My daughter loves playing Roblox. The popular online gaming platform has announced its plans to go public in 2021, so I saw this as an opportunity to teach her about investing in stocks.
I’ve tried to teach my daughter about investing before, since it’s what I do for a career. I even put money she accumulated from birthdays in a Betterment account. But there’s still a disconnect when I try to tell her why she has money invested.
Then it dawned on me to take the opportunity to use one of her favorite games to explain investing; specifically in stocks. I broke down our conversation into six parts:
Part 1: Explain that Roblox wants to get better.
Roblox was started by two guys, and one of them still owns the company. The company has been doing extremely well—so well they want to expand even more. They want to build more servers and hire more employees so kids can have an even better experience playing the games.
Part 2: They need money.
But, to do this they need money.
If your kids have ever started a mini “business,” even selling lemonade, you can connect it to their experience. My daughter used to make and sell bookmarks. Here’s how I connected the dots for her:
When you started making bookmarks, they were pretty simple at first, right? As you got better at making bookmarks and had more customers, you wanted your bookmarks to be of better quality, so you bought things like stickers, markers, a laminator, and a typewriter.

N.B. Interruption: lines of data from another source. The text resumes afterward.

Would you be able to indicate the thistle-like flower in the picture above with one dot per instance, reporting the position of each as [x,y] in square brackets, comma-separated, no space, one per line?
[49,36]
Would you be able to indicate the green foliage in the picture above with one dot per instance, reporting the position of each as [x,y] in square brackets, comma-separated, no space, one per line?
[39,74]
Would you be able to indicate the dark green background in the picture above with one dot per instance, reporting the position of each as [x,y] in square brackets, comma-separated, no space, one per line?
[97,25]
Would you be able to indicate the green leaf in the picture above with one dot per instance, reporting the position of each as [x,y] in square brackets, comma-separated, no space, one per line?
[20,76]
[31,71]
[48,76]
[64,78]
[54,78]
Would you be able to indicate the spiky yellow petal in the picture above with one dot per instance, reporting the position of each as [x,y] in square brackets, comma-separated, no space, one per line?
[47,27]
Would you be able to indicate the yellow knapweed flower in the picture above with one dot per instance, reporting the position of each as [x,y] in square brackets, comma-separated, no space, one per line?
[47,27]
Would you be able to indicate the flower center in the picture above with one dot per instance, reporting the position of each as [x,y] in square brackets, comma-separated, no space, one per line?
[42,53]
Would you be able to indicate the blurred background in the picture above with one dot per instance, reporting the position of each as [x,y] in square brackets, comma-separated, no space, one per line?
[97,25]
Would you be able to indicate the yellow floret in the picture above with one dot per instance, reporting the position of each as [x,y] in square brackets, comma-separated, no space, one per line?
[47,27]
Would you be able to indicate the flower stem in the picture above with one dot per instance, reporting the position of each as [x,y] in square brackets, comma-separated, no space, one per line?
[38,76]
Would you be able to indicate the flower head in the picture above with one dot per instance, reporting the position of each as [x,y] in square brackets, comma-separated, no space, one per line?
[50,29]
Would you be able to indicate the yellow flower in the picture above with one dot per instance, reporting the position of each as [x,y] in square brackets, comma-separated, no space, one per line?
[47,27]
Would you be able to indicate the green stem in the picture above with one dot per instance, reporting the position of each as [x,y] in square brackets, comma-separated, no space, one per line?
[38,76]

But you didn’t have the money to do this. What were your options for getting money?
Part 3: First option—get a loan.
Since you didn’t have the money, you asked us for money. We agreed to give you money, but part of it was a loan. You were able to make better bookmarks and sell them at a higher price, but you also had to take a portion of your income to repay your loan.
Roblox can decide to get loans, and they probably have gotten loans in the past. But this time they decided on a different option.
Part 4: Second option—they can sell ownership in their company.
The owners of Roblox decided to give up their ownership of their company. Instead of owning the company by themselves, they are going to make ownership available to anyone—the public.
But they don’t just give away their ownership for free. They split up ownership into millions of parts called “shares” and sell these shares for a certain price—like $40 each.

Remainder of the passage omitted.